Chromatography at the World Cup

June 21, 2010

Agilent Technologies has been selected by the South African Doping Control Laboratory as the primary provider of gas-phase testing instruments for the 2010 World Cup. The South Africa Doping Laboratory is equipped with state-of-the-art gas chromatography and mass spectrometry instruments from the company, which will be used to confirm the chemical identity of suspected banned substances found in testing samples.

Agilent Technologies has been selected by the South African Doping Control Laboratory as the primary provider of gas-phase testing instruments for the 2010 World Cup.

The South Africa Doping Laboratory is equipped with state-of-the-art gas chromatography and mass spectrometry instruments from the company, which will be used to confirm the chemical identity of suspected banned substances found in testing samples.

The laboratory is located 250 miles south of Johannesburg in Bloemfontein and will be responsible for all doping testing during the competition.

“Agilent is proud of our leadership role in anti-doping testing instruments, which dates back to the 1970s,” said Mike McMullen, president of the company’s Chemical Analysis Group. “We are honored that the South African Doping Control Laboratory selected Agilent to help ensure a level playing field and fair competition at the 2010 World Cup.”

A third of all players in the World Cup will be tested randomly for drug use. From each of these players 90 mL of urine is collected. This is then split into two portions labelled Sample A and Sample B. Sample A is screened for the banned drugs while Sample B is stored and only used when a banned drug is found in sample A.

Only a small amount of the sample, approximately 2–3 mL, is injected into the GC–MS system, which will separate the compound into its components. The turn-around time is reported to be around 24 hours for the full analysis.
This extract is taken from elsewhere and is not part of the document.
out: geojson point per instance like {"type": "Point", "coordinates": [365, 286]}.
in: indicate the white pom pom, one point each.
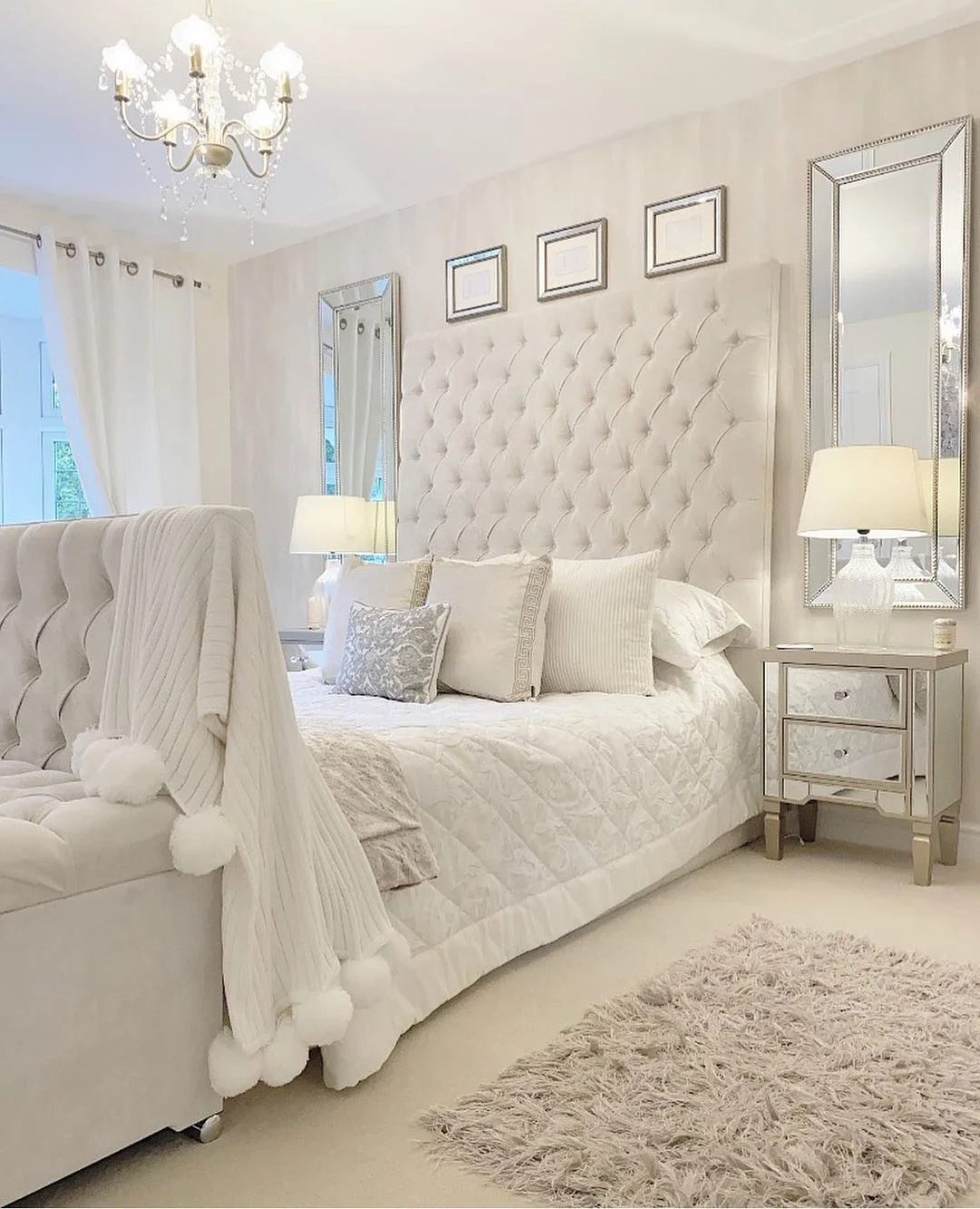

There are currently nine broad classes of prohibited substances including stimulants, such as cocaine, amphetamines and anabolic steroids. According to the company, within these nine categories, there are over 400 substances and thousands of related compounds that can be detected.

In 1972, Agilent supplied analytical instrumentation to the lab serving the first Olympic Games in which testing was required. Since then, the company has played a role with drug-testing labs serving each of the Olympic Games as well as major sporting events such as the World Cup and the Tour de France.